Danke Cousin, zurückgelassen in einer Drachenhöhle und das auch noch ohne zu rettende Prinzessin. Wer solche Verwandte hatte brauchte keine Feinde. Ganz großartig, denn Fräulein Drachensberg würde hunderte Dinge finden um ihn mit der schwerwiegenden Verantwortung für das gräfliche Anwesen zu beladen - und das sicher nicht aus eigenem Antrieb. Mögest Du Dir auf dem Weg nach Grünbach die Rüsselseuche einfangen Cousin!
"Ich würde Euch normalerweise nicht derart bedrängen aber da die jährliche Abgabenprüfung vor der Türe steht wäre es doch recht dringlich."
Areshtan seufzte. Das konnte heiter werden. Er hatte derartiges ein paar mal mit seinem Vater gemacht. Nächte voller Zahlen und Papiere und hier gab es nicht mal die zauberhafte Madelaine die einem zu später Stunde noch kleine Appetitlichkeiten vorbei brachte.
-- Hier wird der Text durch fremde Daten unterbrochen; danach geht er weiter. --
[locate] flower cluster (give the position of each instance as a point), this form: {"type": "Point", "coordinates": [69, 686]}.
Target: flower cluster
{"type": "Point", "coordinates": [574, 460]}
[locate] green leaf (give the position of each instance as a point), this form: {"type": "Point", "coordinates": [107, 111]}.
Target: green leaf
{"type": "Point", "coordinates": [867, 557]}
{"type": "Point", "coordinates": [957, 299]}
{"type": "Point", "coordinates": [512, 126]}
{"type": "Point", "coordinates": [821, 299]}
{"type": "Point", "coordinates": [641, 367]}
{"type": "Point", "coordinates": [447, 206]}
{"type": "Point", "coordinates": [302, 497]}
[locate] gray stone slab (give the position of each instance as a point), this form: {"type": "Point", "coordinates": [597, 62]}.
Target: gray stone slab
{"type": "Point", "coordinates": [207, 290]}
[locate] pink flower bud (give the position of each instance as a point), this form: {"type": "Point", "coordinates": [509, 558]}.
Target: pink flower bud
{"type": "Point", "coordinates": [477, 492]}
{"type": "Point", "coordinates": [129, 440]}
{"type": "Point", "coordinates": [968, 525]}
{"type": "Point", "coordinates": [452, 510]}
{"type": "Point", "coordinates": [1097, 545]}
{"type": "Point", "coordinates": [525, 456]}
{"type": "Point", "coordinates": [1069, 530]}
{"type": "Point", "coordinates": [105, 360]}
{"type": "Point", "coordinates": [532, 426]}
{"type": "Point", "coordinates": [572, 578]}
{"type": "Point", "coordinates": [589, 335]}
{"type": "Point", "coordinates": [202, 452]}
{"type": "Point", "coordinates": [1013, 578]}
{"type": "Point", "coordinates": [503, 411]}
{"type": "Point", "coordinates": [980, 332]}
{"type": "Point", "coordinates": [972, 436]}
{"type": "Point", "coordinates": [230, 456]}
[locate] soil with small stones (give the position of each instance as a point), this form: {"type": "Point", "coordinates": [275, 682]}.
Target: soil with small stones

"Morgen nach dem Abendessen wäre doch ein trefflicher Zeitpunkt, Fräulein Drachensberg." Je schneller sie fort wahr desto eher konnte er sich wieder den angenehmen Gedanken hingeben die um seidiges Rot kreisten. Gnädigerweise verneigte sich die Drachensberg lediglich kurz und entschwand mit einem "Sehr wohl Baronet, wie es Euch beliebt." aus dem Bad.
Die schlimmsten Feinde waren jene die einem noch in ihrer Abwesenheit eine auswischen konnten, aber vielleicht schimmerte ja wieder ein rotfarbenes Licht am Ende dieses Tunnels. Du kriegst mich nicht klein Cousin. DU nicht!